Using sub-generators for lexical scanning in Python

August 9th, 2012 at 2:45 pm

A few days ago I watched a very interesting talk by Rob Pike about writing a non-trivial lexer in Go. Rob discussed how the traditional switch-based state machine approach is cumbersome to write, because it’s not really compatible with the algorithm we want to express. The main problem is that when we return a new token, a traditional state-machine structure forces us to explicitly pack up the state of where we are and return to the caller. Especially in cases where we just want to stay in the same state, this makes code unnecessarily convoluted.

This struck a chord with me, because I’ve already written about simplifying state machine code in Python with coroutines. I couldn’t help but wonder what would be an elegant Pythonic way to implement Rob’s template lexer (watch the talk or take a look at his slides for the syntax).

What follows is my attempt, which uses the new yield from syntax from PEP 380, and hence requires Python 3.3 (which is currently in beta, but should be released soon). I’ll present the code in small chunks with explanations; the full source is available for download here. It’s heavily commented, so should be easy to grok.

First, some helper types and constants:

TOK_TEXT        = 'TOK_TEXT'
TOK_LEFT_META   = 'TOK_LEFT_META'
TOK_RIGHT_META  = 'TOK_RIGHT_META'
TOK_PIPE        = 'TOK_PIPE'
TOK_NUMBER      = 'TOK_NUMBER'
TOK_ID          = 'TOK_ID'


# A token has
#   type: one of the TOK_* constants
#   value: string value, as taken from input
#
Token = namedtuple('Token', 'type value')

It’s a shame Python still doesn’t have a functional enum type, isn’t it? Anyway, on to the lexer class. Here’s the complete public interface:

class TemplateLexer(object):
    """ A lexer for the template language. Initialize with the input
        string, and then call lex() which generates tokens. None is
        generated at EOF (and the generator expires).
    """
    def __init__(self, input):
        self.input = input
        # self.pos points at the current character in the input string
        self.pos = 0
        # self.tokstart points at the start of the currently processed
        # token
        self.tokstart = 0
        self.state = self._lex_text

    def lex(self):
        # self.state is one of the _lex_* state functions. Each such
        # function yields the tokens it finds and then returns the next
        # state function. When EOF is encountered, None is returned as
        # the new state.
        while self.state:
            self.state = yield from self.state()

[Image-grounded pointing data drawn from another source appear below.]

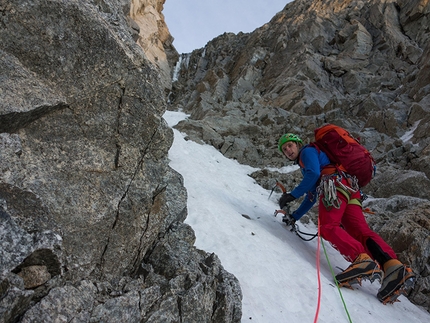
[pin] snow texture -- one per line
(276, 269)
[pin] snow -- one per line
(277, 270)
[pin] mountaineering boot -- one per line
(399, 280)
(363, 267)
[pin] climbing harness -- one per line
(330, 184)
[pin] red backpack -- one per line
(345, 152)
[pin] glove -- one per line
(288, 219)
(285, 199)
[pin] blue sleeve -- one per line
(304, 207)
(311, 172)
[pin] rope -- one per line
(295, 228)
(334, 277)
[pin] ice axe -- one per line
(278, 184)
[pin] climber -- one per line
(342, 222)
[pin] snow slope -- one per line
(276, 269)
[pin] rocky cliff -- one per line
(91, 215)
(363, 65)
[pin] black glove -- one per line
(285, 199)
(289, 220)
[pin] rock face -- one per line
(363, 65)
(91, 215)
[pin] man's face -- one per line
(290, 150)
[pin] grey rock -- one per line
(363, 65)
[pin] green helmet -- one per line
(286, 138)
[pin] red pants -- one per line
(347, 230)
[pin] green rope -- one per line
(337, 285)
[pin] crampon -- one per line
(404, 289)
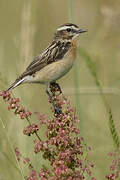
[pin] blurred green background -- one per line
(26, 28)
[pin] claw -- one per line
(58, 111)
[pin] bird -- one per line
(53, 62)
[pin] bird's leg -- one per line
(56, 108)
(55, 87)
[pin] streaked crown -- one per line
(68, 31)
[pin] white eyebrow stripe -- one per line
(65, 27)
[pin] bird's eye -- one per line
(68, 29)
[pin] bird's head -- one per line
(68, 31)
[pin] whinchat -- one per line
(55, 61)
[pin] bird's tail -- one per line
(16, 83)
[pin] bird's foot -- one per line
(55, 87)
(57, 110)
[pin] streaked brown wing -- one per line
(52, 53)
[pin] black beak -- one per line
(82, 30)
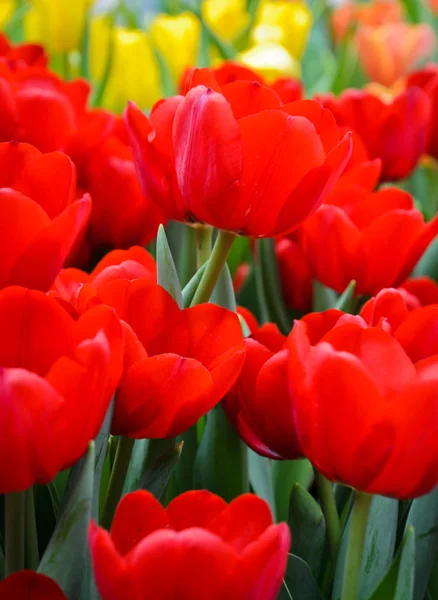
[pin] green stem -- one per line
(328, 505)
(117, 479)
(31, 549)
(203, 244)
(14, 532)
(356, 542)
(215, 265)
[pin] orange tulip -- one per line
(390, 51)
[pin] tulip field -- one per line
(218, 300)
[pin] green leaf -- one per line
(260, 478)
(65, 557)
(221, 464)
(398, 583)
(307, 524)
(271, 284)
(423, 517)
(346, 299)
(286, 473)
(379, 543)
(299, 583)
(323, 297)
(190, 289)
(166, 271)
(160, 467)
(223, 294)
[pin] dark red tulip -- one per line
(199, 547)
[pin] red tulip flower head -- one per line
(42, 219)
(365, 402)
(397, 131)
(56, 383)
(199, 547)
(28, 585)
(236, 158)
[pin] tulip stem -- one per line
(204, 235)
(328, 506)
(216, 262)
(31, 549)
(117, 479)
(14, 532)
(356, 542)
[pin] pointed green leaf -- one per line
(307, 524)
(423, 517)
(271, 285)
(223, 294)
(299, 582)
(221, 464)
(286, 473)
(346, 299)
(398, 583)
(190, 289)
(260, 478)
(65, 557)
(166, 271)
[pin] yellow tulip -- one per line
(7, 8)
(134, 71)
(177, 39)
(271, 61)
(227, 18)
(58, 24)
(283, 22)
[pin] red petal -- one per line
(195, 509)
(138, 514)
(28, 585)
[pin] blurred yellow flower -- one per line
(134, 71)
(7, 8)
(283, 22)
(177, 39)
(227, 18)
(58, 24)
(271, 61)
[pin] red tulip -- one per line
(22, 55)
(199, 547)
(427, 80)
(40, 108)
(121, 215)
(228, 156)
(365, 409)
(56, 384)
(28, 585)
(359, 231)
(287, 88)
(396, 132)
(42, 220)
(259, 405)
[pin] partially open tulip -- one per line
(177, 38)
(56, 384)
(45, 22)
(42, 219)
(427, 80)
(40, 108)
(263, 171)
(199, 547)
(396, 131)
(364, 404)
(227, 18)
(259, 405)
(283, 22)
(28, 585)
(128, 55)
(390, 51)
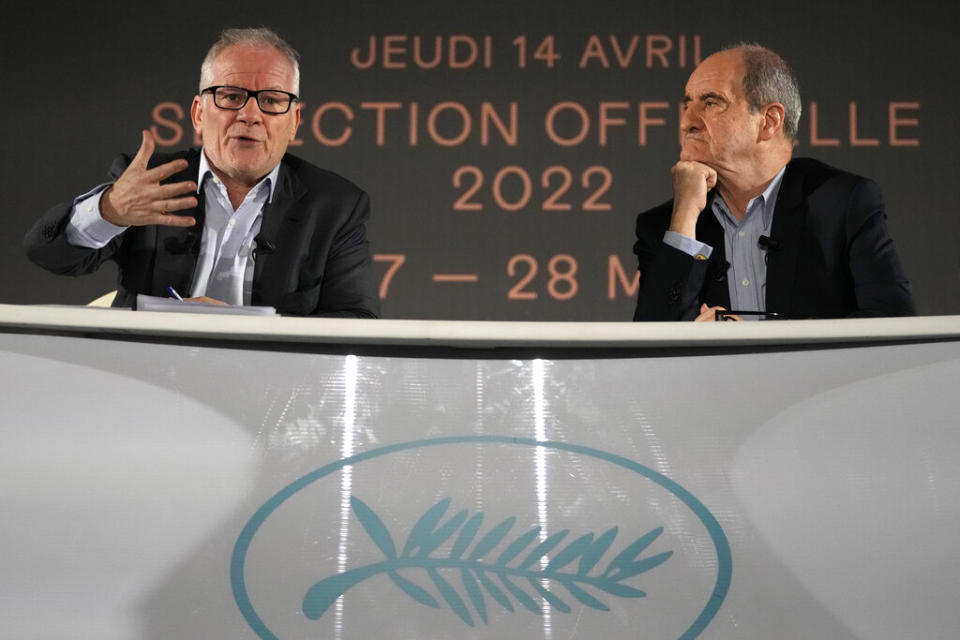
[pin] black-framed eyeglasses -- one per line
(271, 101)
(728, 315)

The lex method is a generator. It yields the lexed tokens one after the other, and it uses an interesting technique to do that. A technique you won’t find in pre-3.3 Python, because of the lack of the yield from construct. This new statement means: the following expression evaluates to a generator. Run that generator and yield the values it provides back to my caller. When the generator function returns, its return value is returned from yield from.

So what happens is this: self.state is always a function. Each such function represents a state in the lexing process. It can yield one or more tokens and eventually when some input means the state should change, it returns the new state function. Let’s take a look at a couple of such state functions before I go on with the explanation:

def _lex_text(self):
    # Look for the beginning of LEFT_META
    meta_start = self.input.find(self._LEFT_META, self.pos)
    if meta_start > 0:
        # Found. Emit all text until then (if any) and move to the
        # lex_left_meta state.
        self.pos = meta_start
        if self.pos > self.tokstart:
            yield self._emit(TOK_TEXT)
        return self._lex_left_meta
    else:
        # Not found. This means we're done. There may be some text
        # left until EOF, so emit it if there is.
        self.pos = len(self.input)
        if self.pos > self.tokstart:
            yield self._emit(TOK_TEXT)
        # Yield None to mark "no more tokens --> EOF"
        # Return None to stop the main lexing loop since there is no
        # next state.
        yield None
        return None

def _lex_left_meta(self):
    self.pos += len(self._LEFT_META)
    yield self._emit(TOK_LEFT_META)
    return self._lex_inside_action

For completeness, here’s the _emit helper method:

def _emit(self, toktype):
    """ Emit the current token
    """
    tok = Token(toktype, self.input[self.tokstart:self.pos])
    self.tokstart = self.pos
    return tok

Note how there are two "outlets" out of each state function. One is by yield – execution is suspended while the new token is given back to the caller. Once it’s consumed, execution proceeds right after the yield. The other is a return which signals that the current state has ended, and provides the next state function to the main lexing loop. The else branch in _lex_text shows how two tokens can be yielded one after the other, before returning. There are more examples for this in the full source code.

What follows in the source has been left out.